Bottom fed just refers to which side of the atty you're giving the juice to. This makes more sense when you know that there have also been top feeders. Top feeders have a bottle and a tube that goes to an adapter that sits above the atomizer so they drip juice down in to the atty rather than push juice up in to the atty.

I've had a couple of top feeders, and I'm pretty sure there are two (and sort of three) such devices still on the market. SuperT makes the vapemate. That device will turn most any tube mod in to a top feeder. Notcigs makes the VVPV which is a top feeder metal 'box' mod. I currently still own a VVPV (it is not on my recommended PVs list - I no longer endorse that one). I used to have a plastic box top feeder too. The plastic box top feeders were available from several sources three or four years ago, but never really caught on... they were just a little too hard to control the amount of juice going to the atty. The (sort of) third one still available is a perfume bottle with a tube and a top feed adapter you can rubberband to any mod you want to. It is also sold by notcigs.
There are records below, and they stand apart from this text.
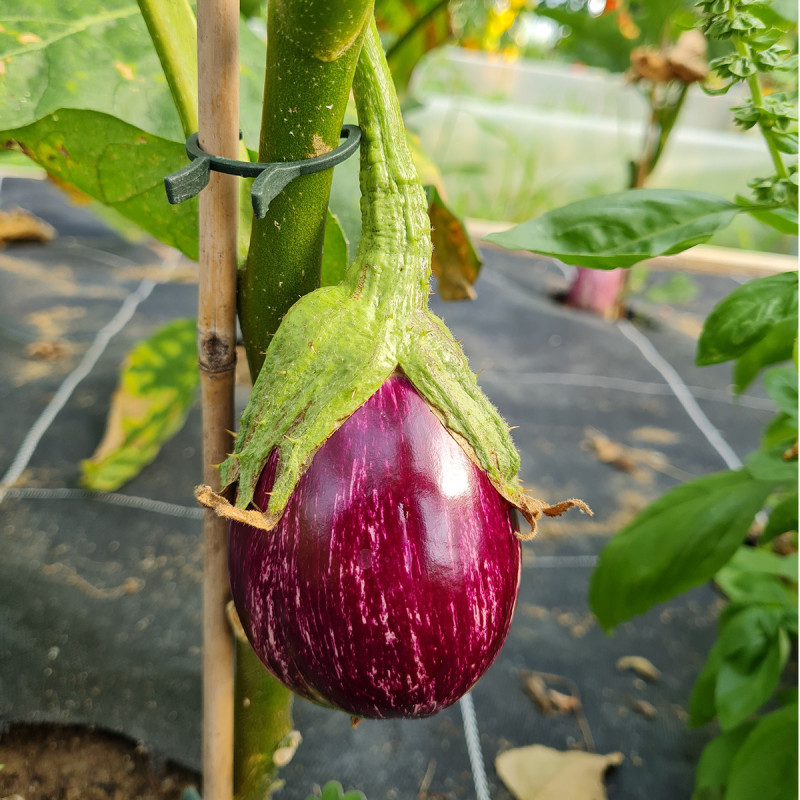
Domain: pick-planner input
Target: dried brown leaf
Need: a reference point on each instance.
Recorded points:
(640, 665)
(542, 773)
(687, 58)
(18, 225)
(454, 261)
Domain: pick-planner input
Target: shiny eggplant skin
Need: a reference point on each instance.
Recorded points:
(388, 587)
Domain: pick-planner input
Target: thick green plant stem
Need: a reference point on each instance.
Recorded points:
(173, 30)
(263, 736)
(337, 345)
(311, 57)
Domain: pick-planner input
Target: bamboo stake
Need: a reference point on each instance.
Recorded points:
(218, 102)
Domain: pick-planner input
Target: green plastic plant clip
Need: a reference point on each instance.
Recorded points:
(270, 177)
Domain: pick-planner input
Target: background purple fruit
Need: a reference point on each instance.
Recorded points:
(388, 587)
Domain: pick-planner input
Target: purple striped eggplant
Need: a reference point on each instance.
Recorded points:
(372, 557)
(388, 586)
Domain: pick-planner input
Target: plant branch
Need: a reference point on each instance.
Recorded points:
(311, 58)
(758, 101)
(173, 29)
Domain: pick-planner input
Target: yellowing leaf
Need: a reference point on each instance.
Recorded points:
(155, 392)
(537, 772)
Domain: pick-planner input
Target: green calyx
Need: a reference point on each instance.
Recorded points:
(337, 345)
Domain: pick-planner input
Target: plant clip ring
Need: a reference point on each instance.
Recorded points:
(270, 178)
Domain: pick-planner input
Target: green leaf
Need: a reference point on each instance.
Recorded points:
(333, 791)
(118, 165)
(770, 465)
(617, 230)
(746, 316)
(787, 9)
(782, 519)
(782, 219)
(747, 680)
(781, 386)
(677, 542)
(155, 392)
(679, 288)
(97, 55)
(754, 559)
(702, 704)
(776, 346)
(716, 762)
(88, 54)
(334, 251)
(766, 764)
(779, 430)
(744, 665)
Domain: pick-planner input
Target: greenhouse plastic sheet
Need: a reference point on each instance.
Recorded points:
(100, 595)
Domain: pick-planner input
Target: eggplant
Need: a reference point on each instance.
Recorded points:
(388, 586)
(373, 560)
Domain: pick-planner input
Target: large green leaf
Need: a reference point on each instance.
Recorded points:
(333, 791)
(716, 762)
(155, 392)
(765, 766)
(618, 230)
(677, 542)
(744, 666)
(755, 657)
(770, 465)
(781, 386)
(782, 519)
(746, 316)
(86, 54)
(777, 345)
(97, 54)
(116, 164)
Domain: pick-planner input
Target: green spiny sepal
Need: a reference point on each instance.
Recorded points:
(337, 345)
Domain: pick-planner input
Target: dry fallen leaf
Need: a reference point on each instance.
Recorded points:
(455, 262)
(18, 225)
(563, 703)
(644, 708)
(542, 773)
(640, 665)
(535, 687)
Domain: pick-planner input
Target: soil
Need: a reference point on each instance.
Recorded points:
(47, 762)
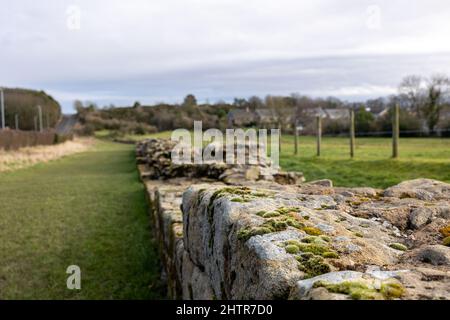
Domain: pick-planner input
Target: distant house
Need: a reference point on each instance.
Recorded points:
(378, 112)
(266, 116)
(444, 115)
(337, 114)
(333, 114)
(241, 118)
(315, 112)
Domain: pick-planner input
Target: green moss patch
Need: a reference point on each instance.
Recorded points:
(446, 241)
(398, 246)
(364, 289)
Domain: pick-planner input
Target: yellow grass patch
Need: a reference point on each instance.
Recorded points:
(25, 157)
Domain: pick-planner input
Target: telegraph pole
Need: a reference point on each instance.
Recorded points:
(319, 134)
(395, 131)
(40, 118)
(2, 98)
(352, 133)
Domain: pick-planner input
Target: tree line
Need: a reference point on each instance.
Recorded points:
(21, 105)
(422, 104)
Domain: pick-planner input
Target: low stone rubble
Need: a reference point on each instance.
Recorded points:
(249, 239)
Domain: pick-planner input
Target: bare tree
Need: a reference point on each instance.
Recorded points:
(412, 87)
(426, 96)
(438, 87)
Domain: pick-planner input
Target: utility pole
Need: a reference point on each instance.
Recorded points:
(296, 138)
(41, 128)
(395, 131)
(2, 98)
(352, 132)
(319, 134)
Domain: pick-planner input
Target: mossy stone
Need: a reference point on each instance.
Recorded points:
(446, 241)
(398, 246)
(292, 249)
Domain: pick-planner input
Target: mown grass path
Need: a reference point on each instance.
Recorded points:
(88, 210)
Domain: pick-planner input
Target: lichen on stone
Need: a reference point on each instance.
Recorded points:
(312, 231)
(313, 266)
(365, 289)
(398, 246)
(446, 241)
(445, 231)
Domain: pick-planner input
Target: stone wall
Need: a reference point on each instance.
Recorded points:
(253, 238)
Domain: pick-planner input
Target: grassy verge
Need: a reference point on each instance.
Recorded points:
(87, 209)
(372, 164)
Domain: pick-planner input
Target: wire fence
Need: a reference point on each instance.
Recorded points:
(415, 133)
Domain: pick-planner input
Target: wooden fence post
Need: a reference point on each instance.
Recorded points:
(395, 131)
(352, 132)
(319, 134)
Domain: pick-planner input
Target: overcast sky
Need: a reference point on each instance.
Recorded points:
(111, 51)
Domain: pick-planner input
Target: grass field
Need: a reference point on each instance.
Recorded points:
(372, 164)
(87, 209)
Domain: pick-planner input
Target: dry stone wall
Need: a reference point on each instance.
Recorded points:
(255, 238)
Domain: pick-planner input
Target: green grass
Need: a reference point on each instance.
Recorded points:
(372, 165)
(87, 209)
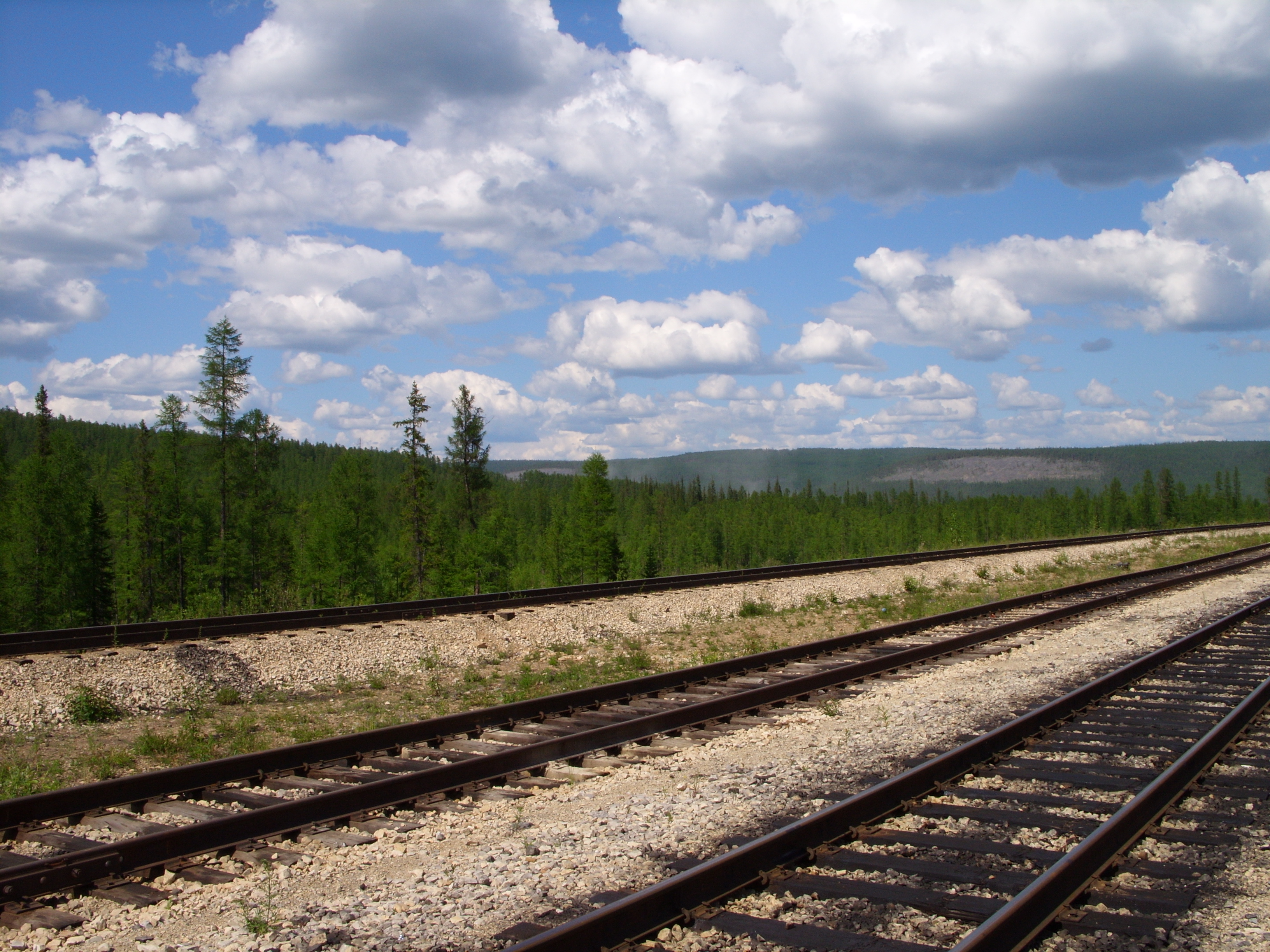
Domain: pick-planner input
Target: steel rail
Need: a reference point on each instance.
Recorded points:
(1026, 915)
(680, 898)
(219, 626)
(289, 818)
(136, 789)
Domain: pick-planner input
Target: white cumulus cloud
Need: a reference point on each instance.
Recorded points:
(324, 295)
(305, 367)
(705, 332)
(1204, 264)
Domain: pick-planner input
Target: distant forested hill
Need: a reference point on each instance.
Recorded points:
(103, 523)
(958, 471)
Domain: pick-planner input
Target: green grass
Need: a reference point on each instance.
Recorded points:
(200, 739)
(755, 610)
(92, 706)
(26, 779)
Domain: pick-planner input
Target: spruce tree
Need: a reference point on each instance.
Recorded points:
(340, 553)
(263, 541)
(220, 393)
(468, 452)
(595, 508)
(417, 484)
(33, 530)
(97, 577)
(144, 497)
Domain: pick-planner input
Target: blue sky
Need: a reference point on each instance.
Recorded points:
(631, 230)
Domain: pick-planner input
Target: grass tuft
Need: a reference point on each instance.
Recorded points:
(92, 706)
(755, 610)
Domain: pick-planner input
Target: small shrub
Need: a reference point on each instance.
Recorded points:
(755, 610)
(91, 706)
(25, 780)
(152, 744)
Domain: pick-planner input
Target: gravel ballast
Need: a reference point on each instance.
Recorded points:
(174, 676)
(459, 879)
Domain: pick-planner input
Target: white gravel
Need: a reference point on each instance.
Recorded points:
(463, 878)
(171, 677)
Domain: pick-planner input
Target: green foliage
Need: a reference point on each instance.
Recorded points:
(92, 706)
(755, 610)
(22, 780)
(111, 525)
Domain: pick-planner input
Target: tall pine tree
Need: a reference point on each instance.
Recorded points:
(595, 508)
(417, 485)
(220, 393)
(468, 452)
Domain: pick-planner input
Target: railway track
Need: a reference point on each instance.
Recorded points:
(27, 643)
(1099, 813)
(345, 789)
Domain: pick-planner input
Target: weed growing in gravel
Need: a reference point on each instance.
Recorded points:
(192, 742)
(755, 610)
(27, 779)
(92, 706)
(260, 919)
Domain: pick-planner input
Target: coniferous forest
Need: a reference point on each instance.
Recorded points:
(210, 512)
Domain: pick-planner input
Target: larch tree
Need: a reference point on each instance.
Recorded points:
(417, 483)
(468, 452)
(220, 393)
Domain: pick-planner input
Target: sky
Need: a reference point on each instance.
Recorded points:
(647, 228)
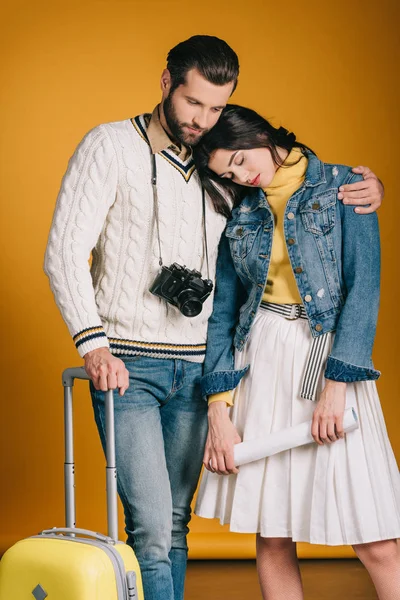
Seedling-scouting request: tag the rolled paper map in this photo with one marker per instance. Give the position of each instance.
(278, 441)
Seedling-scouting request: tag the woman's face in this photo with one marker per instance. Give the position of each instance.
(253, 168)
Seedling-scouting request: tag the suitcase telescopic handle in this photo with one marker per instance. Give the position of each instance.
(68, 378)
(72, 531)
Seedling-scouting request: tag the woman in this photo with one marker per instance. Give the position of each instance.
(297, 297)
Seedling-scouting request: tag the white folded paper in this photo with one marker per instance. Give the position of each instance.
(292, 437)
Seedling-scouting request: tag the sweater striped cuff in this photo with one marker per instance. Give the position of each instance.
(221, 397)
(90, 339)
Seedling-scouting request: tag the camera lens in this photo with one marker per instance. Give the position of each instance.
(189, 305)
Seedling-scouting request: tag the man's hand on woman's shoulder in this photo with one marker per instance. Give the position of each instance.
(370, 192)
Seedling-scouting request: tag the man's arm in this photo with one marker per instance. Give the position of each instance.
(87, 192)
(369, 191)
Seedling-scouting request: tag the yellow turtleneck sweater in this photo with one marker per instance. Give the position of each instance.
(281, 287)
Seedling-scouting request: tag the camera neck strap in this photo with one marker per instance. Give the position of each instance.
(156, 215)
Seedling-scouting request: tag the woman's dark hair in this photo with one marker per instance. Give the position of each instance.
(238, 128)
(212, 57)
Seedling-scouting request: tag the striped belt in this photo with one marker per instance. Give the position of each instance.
(319, 349)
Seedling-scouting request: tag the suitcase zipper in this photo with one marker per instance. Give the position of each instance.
(115, 557)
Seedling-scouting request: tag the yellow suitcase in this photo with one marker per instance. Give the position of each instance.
(70, 563)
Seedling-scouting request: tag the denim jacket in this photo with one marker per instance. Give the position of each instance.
(338, 252)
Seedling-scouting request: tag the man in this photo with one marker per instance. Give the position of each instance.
(134, 219)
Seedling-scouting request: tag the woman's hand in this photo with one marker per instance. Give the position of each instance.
(327, 423)
(222, 436)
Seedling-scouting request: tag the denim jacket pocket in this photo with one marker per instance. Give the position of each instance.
(318, 215)
(241, 238)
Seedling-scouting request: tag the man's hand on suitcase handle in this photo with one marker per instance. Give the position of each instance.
(106, 371)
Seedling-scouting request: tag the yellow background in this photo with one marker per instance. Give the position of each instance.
(328, 71)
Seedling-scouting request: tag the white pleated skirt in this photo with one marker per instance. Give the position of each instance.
(347, 492)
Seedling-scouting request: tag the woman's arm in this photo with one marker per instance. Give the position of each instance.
(350, 358)
(219, 374)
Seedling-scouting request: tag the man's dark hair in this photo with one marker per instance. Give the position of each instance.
(212, 57)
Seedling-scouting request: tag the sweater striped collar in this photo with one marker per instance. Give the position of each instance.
(185, 167)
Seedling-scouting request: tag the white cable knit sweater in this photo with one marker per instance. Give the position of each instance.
(105, 206)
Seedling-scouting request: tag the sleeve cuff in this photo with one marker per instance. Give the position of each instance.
(338, 370)
(221, 381)
(90, 339)
(221, 397)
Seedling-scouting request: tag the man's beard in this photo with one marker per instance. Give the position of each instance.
(177, 129)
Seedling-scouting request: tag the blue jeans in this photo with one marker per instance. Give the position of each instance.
(160, 430)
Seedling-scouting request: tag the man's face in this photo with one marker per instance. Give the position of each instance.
(194, 107)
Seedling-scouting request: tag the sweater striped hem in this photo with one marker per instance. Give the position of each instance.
(190, 352)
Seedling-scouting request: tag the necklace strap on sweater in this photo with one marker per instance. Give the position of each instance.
(156, 213)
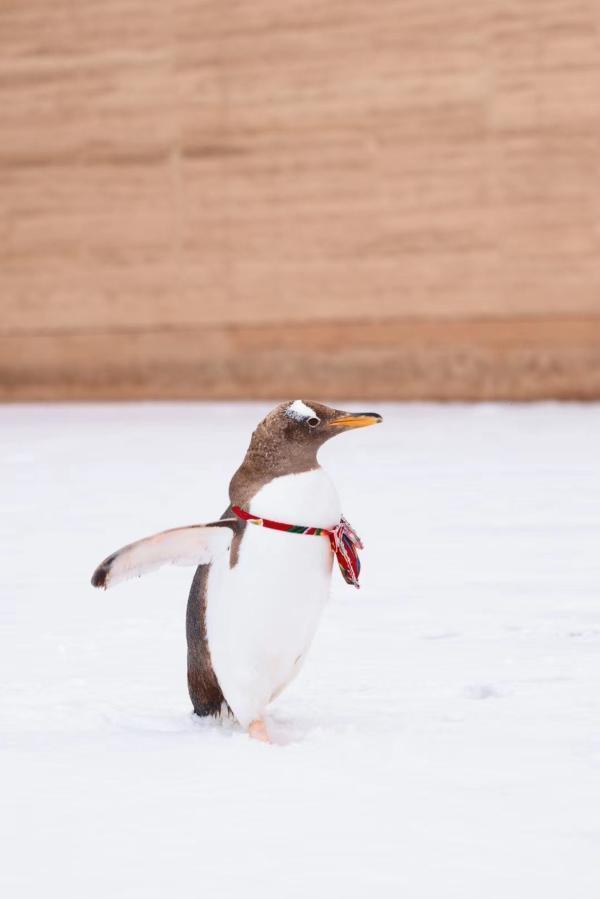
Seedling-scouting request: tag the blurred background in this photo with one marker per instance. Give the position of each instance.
(393, 200)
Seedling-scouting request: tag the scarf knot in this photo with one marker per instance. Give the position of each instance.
(343, 540)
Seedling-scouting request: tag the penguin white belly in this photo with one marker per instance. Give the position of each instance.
(261, 615)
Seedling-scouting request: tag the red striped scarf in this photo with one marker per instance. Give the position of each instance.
(343, 539)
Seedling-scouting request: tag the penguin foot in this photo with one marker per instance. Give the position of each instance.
(258, 731)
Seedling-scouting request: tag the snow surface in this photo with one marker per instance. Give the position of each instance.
(443, 739)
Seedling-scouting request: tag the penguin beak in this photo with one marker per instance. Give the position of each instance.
(355, 420)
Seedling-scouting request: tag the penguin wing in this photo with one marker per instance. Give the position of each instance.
(196, 544)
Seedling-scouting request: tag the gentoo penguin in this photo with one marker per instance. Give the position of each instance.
(264, 568)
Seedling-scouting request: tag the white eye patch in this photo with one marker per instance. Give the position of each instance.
(299, 411)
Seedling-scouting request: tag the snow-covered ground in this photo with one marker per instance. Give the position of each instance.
(443, 739)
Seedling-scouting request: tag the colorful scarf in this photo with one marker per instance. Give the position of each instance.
(343, 539)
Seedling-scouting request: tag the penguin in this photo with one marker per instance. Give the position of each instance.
(263, 569)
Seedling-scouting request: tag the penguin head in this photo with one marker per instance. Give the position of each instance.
(314, 423)
(287, 441)
(297, 428)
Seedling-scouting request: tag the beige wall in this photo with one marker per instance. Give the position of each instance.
(394, 199)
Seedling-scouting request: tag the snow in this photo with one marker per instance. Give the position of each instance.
(300, 411)
(443, 739)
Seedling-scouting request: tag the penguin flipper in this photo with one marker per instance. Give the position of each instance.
(196, 544)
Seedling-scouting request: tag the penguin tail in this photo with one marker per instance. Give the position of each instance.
(196, 544)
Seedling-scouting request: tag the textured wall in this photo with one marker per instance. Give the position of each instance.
(396, 199)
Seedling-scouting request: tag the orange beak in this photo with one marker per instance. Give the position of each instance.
(355, 420)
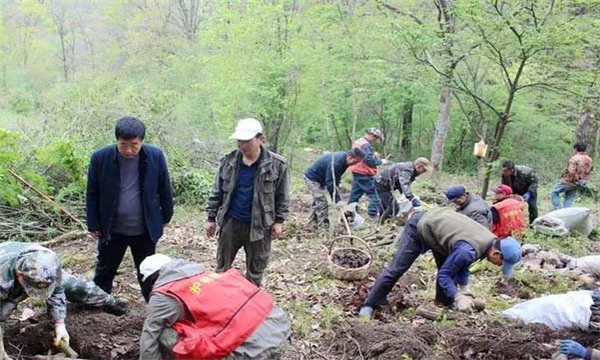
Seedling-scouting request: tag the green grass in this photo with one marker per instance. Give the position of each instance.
(573, 244)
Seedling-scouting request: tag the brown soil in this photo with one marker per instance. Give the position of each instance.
(513, 288)
(94, 335)
(350, 258)
(355, 339)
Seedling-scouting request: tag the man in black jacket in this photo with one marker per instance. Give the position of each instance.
(324, 175)
(129, 200)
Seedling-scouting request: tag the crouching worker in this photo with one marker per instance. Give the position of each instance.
(573, 349)
(456, 242)
(195, 313)
(30, 270)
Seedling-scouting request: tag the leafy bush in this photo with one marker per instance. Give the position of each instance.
(192, 186)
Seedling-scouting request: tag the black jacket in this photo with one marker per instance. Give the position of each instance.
(103, 190)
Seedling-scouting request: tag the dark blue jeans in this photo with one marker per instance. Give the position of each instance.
(363, 184)
(411, 245)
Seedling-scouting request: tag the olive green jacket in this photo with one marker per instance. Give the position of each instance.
(271, 192)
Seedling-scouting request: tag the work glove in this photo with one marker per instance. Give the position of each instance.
(572, 348)
(3, 355)
(463, 302)
(61, 333)
(340, 205)
(464, 289)
(116, 307)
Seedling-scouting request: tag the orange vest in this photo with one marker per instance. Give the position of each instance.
(225, 309)
(362, 167)
(511, 219)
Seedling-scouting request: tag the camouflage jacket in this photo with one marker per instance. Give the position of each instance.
(524, 179)
(580, 168)
(271, 192)
(11, 292)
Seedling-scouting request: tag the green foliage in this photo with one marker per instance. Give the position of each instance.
(192, 186)
(573, 244)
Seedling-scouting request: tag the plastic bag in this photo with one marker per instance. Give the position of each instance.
(562, 311)
(358, 221)
(561, 222)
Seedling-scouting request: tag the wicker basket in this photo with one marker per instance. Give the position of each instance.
(343, 273)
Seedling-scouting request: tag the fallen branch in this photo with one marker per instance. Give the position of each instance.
(46, 197)
(73, 235)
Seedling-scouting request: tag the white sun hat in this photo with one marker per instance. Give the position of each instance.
(246, 129)
(152, 264)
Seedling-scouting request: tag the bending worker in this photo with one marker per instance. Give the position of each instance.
(30, 270)
(195, 313)
(456, 242)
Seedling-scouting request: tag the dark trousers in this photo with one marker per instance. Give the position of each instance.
(388, 206)
(532, 207)
(363, 184)
(233, 236)
(111, 253)
(410, 246)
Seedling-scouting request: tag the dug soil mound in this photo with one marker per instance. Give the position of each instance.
(350, 258)
(357, 339)
(94, 335)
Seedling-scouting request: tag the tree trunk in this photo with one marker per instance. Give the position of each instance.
(407, 113)
(441, 130)
(587, 131)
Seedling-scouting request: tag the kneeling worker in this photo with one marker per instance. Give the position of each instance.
(324, 175)
(30, 270)
(456, 242)
(195, 313)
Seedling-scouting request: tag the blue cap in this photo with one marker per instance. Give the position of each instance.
(511, 254)
(455, 192)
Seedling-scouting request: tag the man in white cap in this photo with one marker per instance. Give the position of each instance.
(249, 201)
(364, 171)
(190, 304)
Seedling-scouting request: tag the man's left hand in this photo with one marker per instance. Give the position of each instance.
(277, 230)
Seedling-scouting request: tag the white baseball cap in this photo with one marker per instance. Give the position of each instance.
(246, 129)
(152, 264)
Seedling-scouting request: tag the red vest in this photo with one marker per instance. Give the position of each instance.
(511, 220)
(362, 167)
(225, 310)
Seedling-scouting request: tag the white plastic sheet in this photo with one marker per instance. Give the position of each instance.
(562, 311)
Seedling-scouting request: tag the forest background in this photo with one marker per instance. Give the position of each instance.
(436, 76)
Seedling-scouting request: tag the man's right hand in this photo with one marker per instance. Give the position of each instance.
(210, 228)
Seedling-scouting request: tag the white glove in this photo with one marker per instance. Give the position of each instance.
(463, 302)
(61, 333)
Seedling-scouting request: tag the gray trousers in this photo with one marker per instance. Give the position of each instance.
(233, 236)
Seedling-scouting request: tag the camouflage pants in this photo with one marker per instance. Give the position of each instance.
(84, 292)
(320, 212)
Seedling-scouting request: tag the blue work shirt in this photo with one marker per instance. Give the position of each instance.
(240, 207)
(321, 172)
(455, 270)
There was also another top feeder that had it actually worked out might have pretty much replaced all other high end mods. That one was called the Eclipse EQ. It was VV, held an 18650, was top fed, and had a programmable electric pump to deliver juice to the atty. It was years ahead of its time. --- and unfortunately, probably because it was so far ahead of its time, it had some problem that caused it to be recalled.... and the project ran out of money... and that was that. It was unfortunate.... but I'll say for sure that if I were crazy rich, I'd find those guys and throw money at them until they got it working with today's electronics and could make it bomb proof. I still think it could be a very popular product.